- There is reason to believe that the person has a mental illness.
- The person has refused voluntary examination after conscientious explanation and disclosure of the purpose of the examination or
- The person is unable to determine for himself or herself whether examination is necessary; and
- Without care or treatment, the person is likely to suffer from neglect or refuse to care for himself or herself; such neglect or refusal poses a real and present threat of substantial harm to his or her well-being; and it is not apparent that such harm may be avoided through the help of willing family members or friends or the provision of other services; or
- There is a substantial likelihood that without care or treatment the person will cause serious bodily harm to himself or herself or others in the near future, as evidenced by recent behavior.

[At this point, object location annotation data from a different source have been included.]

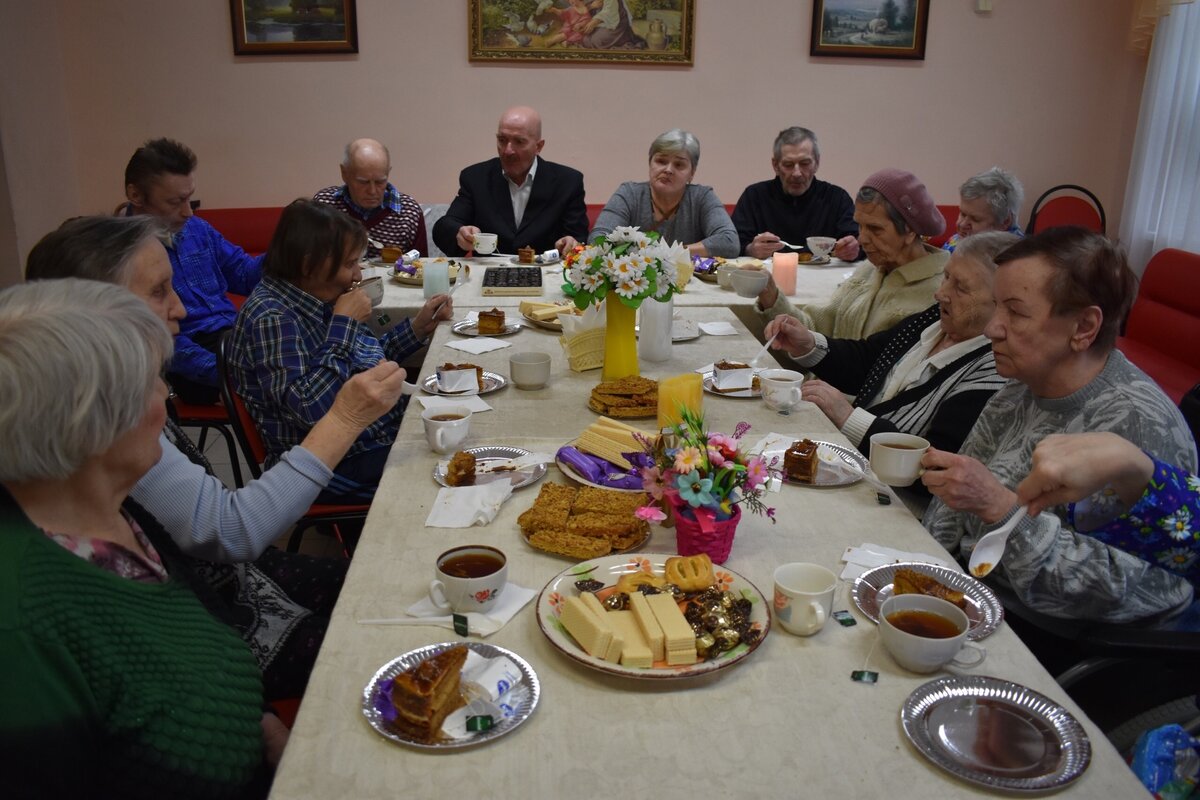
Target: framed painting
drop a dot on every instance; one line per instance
(607, 31)
(293, 26)
(885, 29)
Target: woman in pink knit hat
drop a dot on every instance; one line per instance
(894, 212)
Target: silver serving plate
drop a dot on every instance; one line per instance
(471, 328)
(492, 382)
(984, 612)
(523, 698)
(996, 734)
(485, 456)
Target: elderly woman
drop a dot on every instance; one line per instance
(1060, 300)
(303, 335)
(671, 204)
(929, 376)
(990, 200)
(893, 211)
(282, 600)
(118, 679)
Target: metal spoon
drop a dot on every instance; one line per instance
(990, 548)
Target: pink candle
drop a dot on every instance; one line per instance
(784, 271)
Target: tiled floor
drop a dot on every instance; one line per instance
(313, 543)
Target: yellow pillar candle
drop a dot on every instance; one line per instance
(687, 391)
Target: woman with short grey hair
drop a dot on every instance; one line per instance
(108, 638)
(990, 200)
(670, 203)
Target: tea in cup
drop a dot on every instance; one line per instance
(781, 389)
(469, 578)
(529, 370)
(895, 457)
(924, 633)
(803, 596)
(485, 244)
(445, 427)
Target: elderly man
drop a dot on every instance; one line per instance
(525, 199)
(391, 218)
(795, 205)
(990, 200)
(159, 181)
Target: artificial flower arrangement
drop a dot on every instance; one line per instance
(706, 473)
(633, 264)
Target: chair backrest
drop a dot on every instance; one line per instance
(240, 420)
(1067, 210)
(1167, 312)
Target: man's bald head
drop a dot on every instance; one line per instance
(365, 169)
(519, 140)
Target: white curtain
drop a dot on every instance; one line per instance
(1162, 203)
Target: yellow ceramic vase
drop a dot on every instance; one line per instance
(619, 340)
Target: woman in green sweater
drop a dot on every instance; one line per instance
(117, 678)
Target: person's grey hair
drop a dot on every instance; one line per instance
(983, 248)
(96, 248)
(348, 154)
(796, 136)
(78, 364)
(869, 196)
(1002, 191)
(676, 142)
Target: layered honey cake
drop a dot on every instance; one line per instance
(491, 322)
(801, 461)
(427, 692)
(461, 469)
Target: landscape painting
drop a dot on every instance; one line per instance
(615, 31)
(288, 26)
(873, 29)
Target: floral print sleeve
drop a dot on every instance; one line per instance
(1162, 528)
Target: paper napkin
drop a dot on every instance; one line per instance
(424, 612)
(478, 346)
(474, 402)
(465, 506)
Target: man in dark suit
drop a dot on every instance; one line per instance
(522, 198)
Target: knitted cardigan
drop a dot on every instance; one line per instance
(113, 687)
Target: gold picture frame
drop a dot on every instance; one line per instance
(583, 31)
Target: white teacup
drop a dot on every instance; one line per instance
(895, 457)
(485, 244)
(445, 427)
(803, 596)
(529, 370)
(468, 578)
(924, 633)
(781, 389)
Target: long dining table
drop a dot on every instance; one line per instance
(784, 721)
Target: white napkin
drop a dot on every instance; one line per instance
(719, 329)
(474, 402)
(478, 346)
(868, 555)
(424, 612)
(465, 506)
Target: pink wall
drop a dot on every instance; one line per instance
(1045, 89)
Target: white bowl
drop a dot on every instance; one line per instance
(749, 283)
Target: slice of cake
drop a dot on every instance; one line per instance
(731, 376)
(491, 322)
(429, 691)
(461, 469)
(801, 461)
(459, 378)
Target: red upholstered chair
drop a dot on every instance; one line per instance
(1163, 330)
(1066, 208)
(319, 513)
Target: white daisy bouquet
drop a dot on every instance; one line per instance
(633, 264)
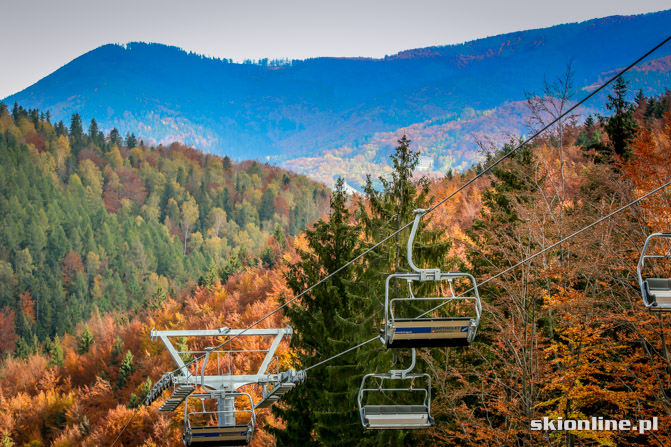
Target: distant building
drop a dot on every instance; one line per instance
(350, 190)
(425, 163)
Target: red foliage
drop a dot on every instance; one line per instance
(132, 186)
(38, 140)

When the criteria is met, an Ex Parte Petition for Involuntary Examination can be filed with the Court. When granted, the Order is valid for 7 days. The individual may be asked to go to an applicable and nearby facility. If the individual will not voluntarily go, a law enforcement officer or other designated agent of the court, will take the person into custody and bring them to the facility. The person must be examined within 48 hours. The examination period must be for up to 72 hours. Thereafter, the person may be released and even if not, the time cannot exceed 6 months. If the individual’s mental illness requires a more permanent solution, an alternative may be an emergency guardianship. The Petition for Emergency Guardianship could be granted in not much time than a Petition for Involuntary Examination. Guardianship could be a more long term solution.